Two more threatening balls across then face of goal from Mirallas went begging before his compatriot, Fellaini, put the visitors in front with 18 minutes left on the clock. The Belgian chested down a long ball forward by Jagielka in typical fashion, bamboozled his way past Baird and despatched a low shot inside Schwarzer's post to send the visiting fans into delirium.

Though Mirallas had been tearing the Londoners to shreds, Moyes elected to substitute him in the 80th minute, perhaps as a precaution following his ankle injury, but his withdrawal didn't seem to blunt Everton's attacking machine. Some of the post-match dissection of the game surrounded that decision to remove the chief attacking threat; the rest revolved around the addition of Sylvain Distin to the defence with a minute to go. Fulham scored the killer equaliser just 30 seconds later but while the bulk of the blame probably falls on Coleman anyway, the game should have been put to bed in the preceding 10 minutes.

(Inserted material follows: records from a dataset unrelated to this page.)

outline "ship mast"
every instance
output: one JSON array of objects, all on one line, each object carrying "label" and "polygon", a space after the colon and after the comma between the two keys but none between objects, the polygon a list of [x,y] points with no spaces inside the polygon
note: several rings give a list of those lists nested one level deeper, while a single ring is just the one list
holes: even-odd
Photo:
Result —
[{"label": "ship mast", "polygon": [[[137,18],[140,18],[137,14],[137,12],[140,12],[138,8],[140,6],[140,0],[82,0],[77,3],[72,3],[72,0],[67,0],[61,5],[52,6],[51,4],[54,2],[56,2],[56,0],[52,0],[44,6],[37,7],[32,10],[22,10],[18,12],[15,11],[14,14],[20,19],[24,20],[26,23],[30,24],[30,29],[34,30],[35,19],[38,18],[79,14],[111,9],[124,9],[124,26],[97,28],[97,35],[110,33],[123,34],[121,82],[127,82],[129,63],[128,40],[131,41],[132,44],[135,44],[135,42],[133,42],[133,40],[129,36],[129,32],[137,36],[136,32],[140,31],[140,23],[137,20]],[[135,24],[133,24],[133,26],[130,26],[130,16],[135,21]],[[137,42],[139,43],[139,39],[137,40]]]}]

Indeed, Fulham three times escaped falling further behind in the closing stages. First, Fellaini's attempted cross bounced off a defender and onto the post; then Schwarzer was forced into an excellent save from Fellaini's equally impressive volley from Steven Naismith's cross; and Naismith himself should have put the game beyond doubt with two minutes left with the whole goal to aim at, the Scot shot too close to the 'keeper and his effort was saved.

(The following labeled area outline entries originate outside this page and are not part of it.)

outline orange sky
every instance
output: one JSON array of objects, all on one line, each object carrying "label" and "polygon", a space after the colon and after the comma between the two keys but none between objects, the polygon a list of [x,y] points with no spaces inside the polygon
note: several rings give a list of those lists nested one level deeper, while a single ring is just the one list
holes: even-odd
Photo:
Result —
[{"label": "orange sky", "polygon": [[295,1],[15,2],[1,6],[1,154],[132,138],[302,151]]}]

There had been little over 89 minutes to suggest that the home side would get anything from this game but when Coleman was caught dribbling forward in his own half when a ball forward might have been more advisable, Fulham worked the ball out to their right side. Riether drove the ball hard and low across the face of Howard's goal, Berbatov missed it but substitute Steve Sidwell stole in at the back post where Coleman was caught unawares and converted from close range.

A sickener for Everton who had dominated this game in startling fashion. Fulham began the day in seventh and could have leapfrogged the Blues in the table with a victory but Moyes's men completely played them off their own park. This should have been three very valuable points in the quest to finish in the top four but a silly free kick early on, erratic finishing, and poor defending at te death cost them another two points.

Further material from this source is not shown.